Optimizing ORDER BY/LIMIT in Sharded Databases with Cobar’s Algorithm
This article explains Cobar’s sharding middleware and presents an optimization technique for handling ORDER BY and LIMIT queries across multiple databases, detailing the original approach, its inefficiencies with deep pagination, the step‑by‑step improved algorithm, performance analysis, limitations, and practical applicability.
Background
Although Cobar is an “old” database middleware, many companies still use it, and it contains interesting algorithms and implementations. This article shares an optimization Cobar proposes for ORDER BY / LIMIT in sharding scenarios.
Original algorithm description: https://github.com/alibaba/cobar/blob/master/doc/cobarSolution.ppt
Cobar’s primary function is database and table sharding. Read‑performance bottlenecks are usually solved by adding replicas or caches, while write performance can only be improved through sharding.

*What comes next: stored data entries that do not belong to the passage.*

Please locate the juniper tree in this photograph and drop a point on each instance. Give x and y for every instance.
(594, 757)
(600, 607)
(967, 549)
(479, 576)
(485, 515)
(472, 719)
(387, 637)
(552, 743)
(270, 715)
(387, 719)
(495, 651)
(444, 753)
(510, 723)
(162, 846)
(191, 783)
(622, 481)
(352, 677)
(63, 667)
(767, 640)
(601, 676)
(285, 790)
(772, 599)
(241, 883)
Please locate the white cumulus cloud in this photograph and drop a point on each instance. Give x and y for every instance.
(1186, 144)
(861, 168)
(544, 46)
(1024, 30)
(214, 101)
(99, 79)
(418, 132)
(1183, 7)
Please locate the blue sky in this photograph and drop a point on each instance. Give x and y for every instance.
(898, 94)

When data is distributed across different databases, a single‑row query only needs to locate the corresponding shard. For multi‑row queries, Cobar must query each shard and then aggregate the results.
Example
Suppose we need to query column c1 from table tb1, ordered ascending, and retrieve the rows at indexes 4 and 5 (0‑based). With three shards, we must fetch indexes 0‑5 from each shard, resulting in three sorted lists. After discarding the first four rows from the merged list, the remaining rows correspond to the desired data.

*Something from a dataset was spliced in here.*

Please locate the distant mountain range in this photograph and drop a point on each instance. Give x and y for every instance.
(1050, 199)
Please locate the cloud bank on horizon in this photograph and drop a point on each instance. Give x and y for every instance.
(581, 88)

If the query uses a deep pagination, e.g. select c1 from tb1 order by c1 limit 9999999, 4 the naïve approach would require each shard to return rows 0‑10000003 and then discard the first 9,999,998 rows, wasting roughly three times the data compared to a non‑sharded query.
Algorithm Optimization
Step 1: Split the original statement into three separate statements and send each to a shard.

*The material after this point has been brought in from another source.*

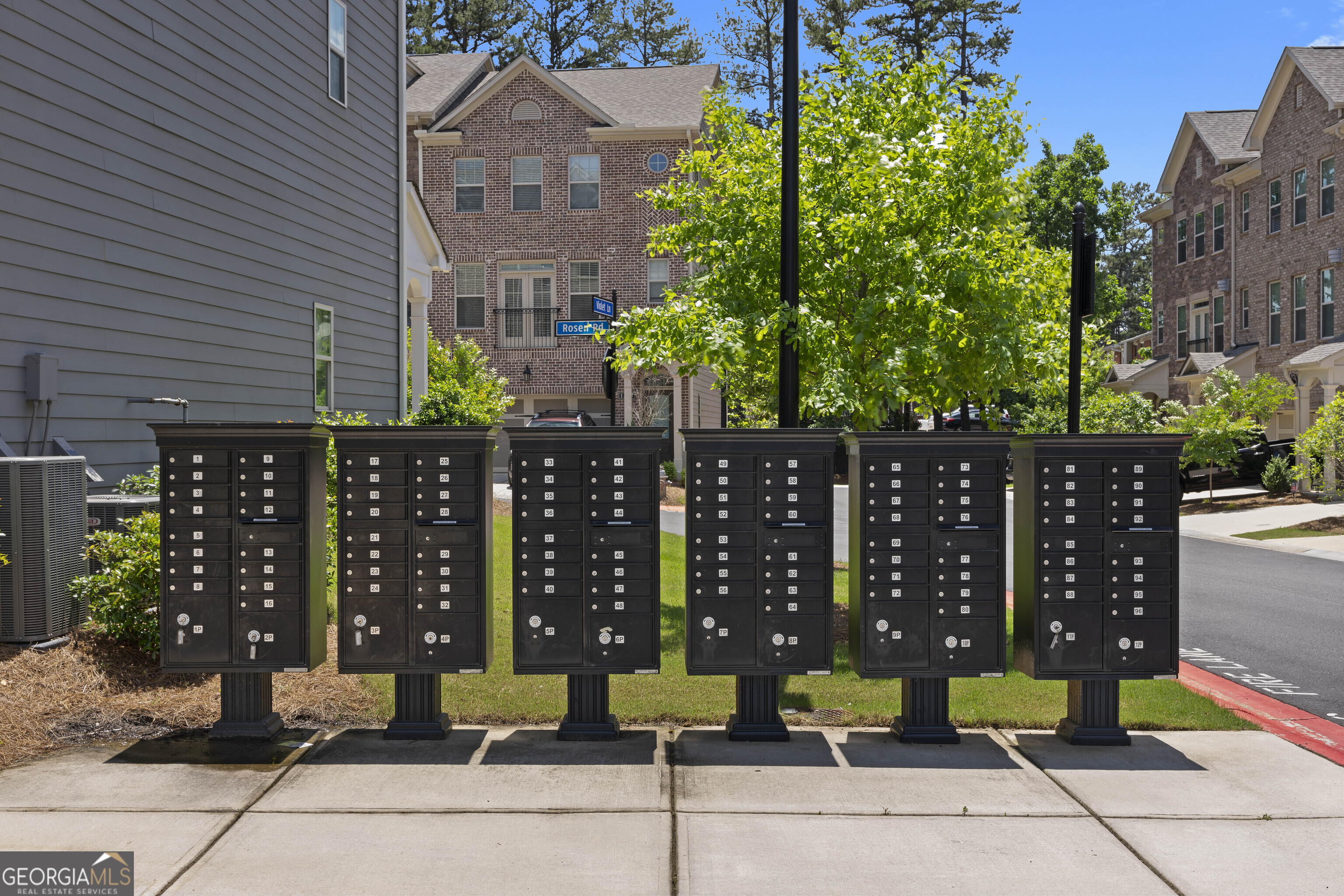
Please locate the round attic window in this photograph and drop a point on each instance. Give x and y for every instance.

Step 2: Determine the minimum and maximum values of the query result across shards (e.g., min = 3, max = 11).
Step 3: Re‑query each shard using the min and max as additional conditions.
From the returned data we can infer how many rows precede the minimum value in each shard.
Step 4: Reverse‑lookup the offset for each result, allowing us to calculate how many rows exist before the minimum value in each shard (e.g., shard 1 has 3,333,332 rows before the minimum, shard 2 has 3,333,333, etc.).
With this information we can discard the unnecessary rows (0‑9,999,998) before merging, reducing the amount of data processed dramatically.
Algorithm Analysis
Efficiency
Before optimization:
One query retrieves approximately 30 k rows and discards 9,999,999 rows.
After optimization:
First query retrieves about 10 k rows.
Second query retrieves 17 rows.
Only 3 rows are discarded.
The optimized approach dramatically reduces the total data volume and the amount of work needed to compute the discard count.
Non‑Ideal Cases
The algorithm assumes that the data distribution of the ordering column is uniform across shards. If the minimum value found in Step 4 does not allow enough rows to be discarded, or if there are many more rows before the minimum than needed, the algorithm may fail.
In such situations the algorithm cannot be applied effectively.
Prerequisites for Success
The key prerequisite is that the ordering field’s values are evenly distributed across all shards. If all data resides in a single shard, the algorithm collapses.
Conclusion
The algorithm may seem wasteful and is not used inside Cobar itself, but in scenarios where data is evenly distributed (as is common when sharding by a modulus of a field) and the query involves deep pagination, this strategy can provide significant performance gains. It should be used with a fallback to the original method when the result set does not meet expectations.